Berbeda dengan Persipura, Perseru jadi tim asal Papua yang berkutat di papan bawah klasemen.


OLEH   FARABI FIRDAUSY     Ikuti di twitter


Perseru Serui kembali menelan pil pahit pada laga tandang melawan Persija Jakarta di Stadion Patriot Candrabhaga, Bekasi, Selasa (19/9) petang, pada lanjutan Liga 1 2017. Perseru harus menyerah 1-0, dari tim Macan Kemayoran.

Hasil itu semakin mempersempit jalan Perseru untuk keluar dari zona merah, karena saat ini mereka menempati posisi 16 klasemen dengan 22 poin. Nasib yang berbeda dengan Persipura Jayapura sesama tim asal Papua.

SIMAK JUGA - Persija Menang Tipis Atas Perseru

Jika Perseru berjuang untuk lolos dari jurang degradasi, Persipura justru setia mengintai tangga klasemen untuk menjadi juara. Tim berjuluk Mutiara-Hitam tengan berada di peringkat empat dengan 45 poin, selisih empat dari posisi satu, Bhayangkara FC.

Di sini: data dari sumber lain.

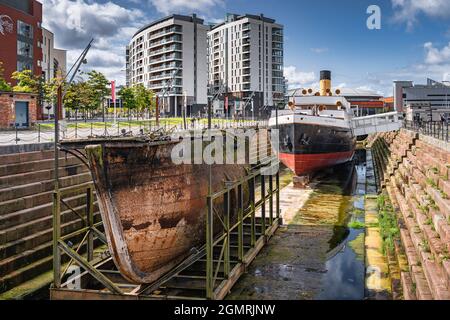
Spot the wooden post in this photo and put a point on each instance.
(157, 110)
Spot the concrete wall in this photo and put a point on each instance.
(7, 108)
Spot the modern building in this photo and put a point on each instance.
(363, 102)
(53, 64)
(54, 60)
(428, 101)
(245, 61)
(169, 57)
(20, 36)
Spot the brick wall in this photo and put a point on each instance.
(7, 109)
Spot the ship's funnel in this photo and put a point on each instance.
(325, 82)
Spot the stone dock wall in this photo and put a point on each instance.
(414, 171)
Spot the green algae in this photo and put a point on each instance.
(357, 246)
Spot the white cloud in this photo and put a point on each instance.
(74, 23)
(435, 55)
(319, 50)
(186, 6)
(297, 78)
(407, 11)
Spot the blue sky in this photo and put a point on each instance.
(412, 44)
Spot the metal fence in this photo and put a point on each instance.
(44, 132)
(436, 129)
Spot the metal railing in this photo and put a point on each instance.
(45, 133)
(435, 129)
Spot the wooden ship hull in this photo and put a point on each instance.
(153, 211)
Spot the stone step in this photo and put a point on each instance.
(35, 268)
(34, 240)
(31, 201)
(422, 289)
(22, 230)
(42, 186)
(45, 164)
(41, 175)
(408, 286)
(438, 289)
(27, 156)
(18, 260)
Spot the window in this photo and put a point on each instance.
(24, 49)
(24, 29)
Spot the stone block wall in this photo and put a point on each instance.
(7, 108)
(415, 173)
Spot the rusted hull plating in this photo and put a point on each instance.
(153, 211)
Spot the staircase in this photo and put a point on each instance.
(416, 176)
(26, 187)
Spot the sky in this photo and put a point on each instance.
(413, 42)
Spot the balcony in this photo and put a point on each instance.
(165, 75)
(165, 50)
(166, 58)
(157, 34)
(166, 66)
(162, 84)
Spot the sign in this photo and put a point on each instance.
(113, 91)
(6, 24)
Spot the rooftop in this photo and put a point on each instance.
(173, 16)
(231, 17)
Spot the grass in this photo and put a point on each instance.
(355, 224)
(80, 124)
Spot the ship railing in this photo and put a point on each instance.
(384, 122)
(253, 226)
(435, 129)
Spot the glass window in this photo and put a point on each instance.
(24, 49)
(24, 29)
(24, 65)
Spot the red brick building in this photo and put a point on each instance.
(17, 110)
(20, 36)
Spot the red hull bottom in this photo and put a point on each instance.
(303, 164)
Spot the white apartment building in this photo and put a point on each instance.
(53, 61)
(171, 50)
(435, 94)
(245, 59)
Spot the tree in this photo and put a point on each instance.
(26, 82)
(80, 96)
(49, 89)
(143, 98)
(4, 86)
(128, 98)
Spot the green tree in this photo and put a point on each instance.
(99, 88)
(143, 98)
(49, 89)
(80, 96)
(26, 82)
(4, 86)
(128, 97)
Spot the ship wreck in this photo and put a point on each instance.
(154, 211)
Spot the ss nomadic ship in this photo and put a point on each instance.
(315, 130)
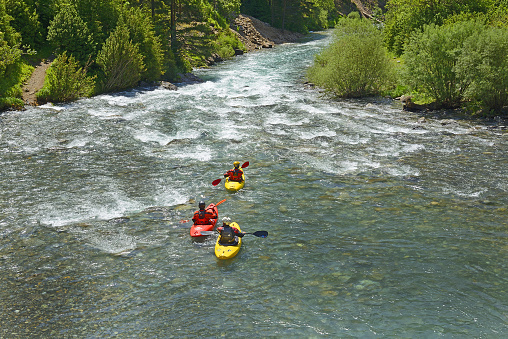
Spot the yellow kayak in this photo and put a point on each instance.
(234, 186)
(227, 252)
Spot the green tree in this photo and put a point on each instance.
(65, 81)
(100, 17)
(431, 56)
(9, 40)
(26, 22)
(68, 32)
(404, 17)
(120, 60)
(141, 33)
(484, 64)
(355, 64)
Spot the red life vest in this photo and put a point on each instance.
(235, 174)
(202, 217)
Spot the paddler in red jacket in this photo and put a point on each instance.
(236, 173)
(202, 216)
(228, 234)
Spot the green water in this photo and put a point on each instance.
(379, 225)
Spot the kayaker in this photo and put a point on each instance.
(235, 174)
(203, 216)
(228, 234)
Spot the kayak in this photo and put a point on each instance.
(228, 251)
(196, 229)
(234, 186)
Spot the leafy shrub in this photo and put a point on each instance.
(226, 44)
(430, 58)
(68, 32)
(120, 60)
(483, 64)
(141, 32)
(404, 17)
(65, 81)
(10, 102)
(355, 64)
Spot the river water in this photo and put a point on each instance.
(379, 225)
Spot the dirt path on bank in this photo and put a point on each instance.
(254, 33)
(35, 82)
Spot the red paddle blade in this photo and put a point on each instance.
(220, 202)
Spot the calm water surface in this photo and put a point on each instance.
(379, 225)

Agus Yuwono sebagai arsitek Perseru pun tak sepakat jika timnya dianggap tak punya daya juang tinggi seperti tim Papua lain. Ia menegaskan bahwa Arthur Bonai dan kolega punya karakter bermain dan tampil bagus saat dikalahkan oleh Persija.

SIMAK JUGA - Kalah, Perseru Merasa Tak Didukung Dewi Fortuna

"Saya rasa anda boleh berpendapat, tapi sepanjang kami bermain ini adalah karakter kami. Kalau kami sudah menyerah (degradasi) untuk apa kami bermain menyerang? Lebih baik kami bertahan saja," kata Agus menjawab kritik dari wartawan.

"Apa pun yang kami lakukan, ini adalah ciri khas Papua tentang bagaimana kami bermain dan tidak pantang menyerah," pungkas pelatih yang ditunjuk menggantikan Yusack Susanto itu.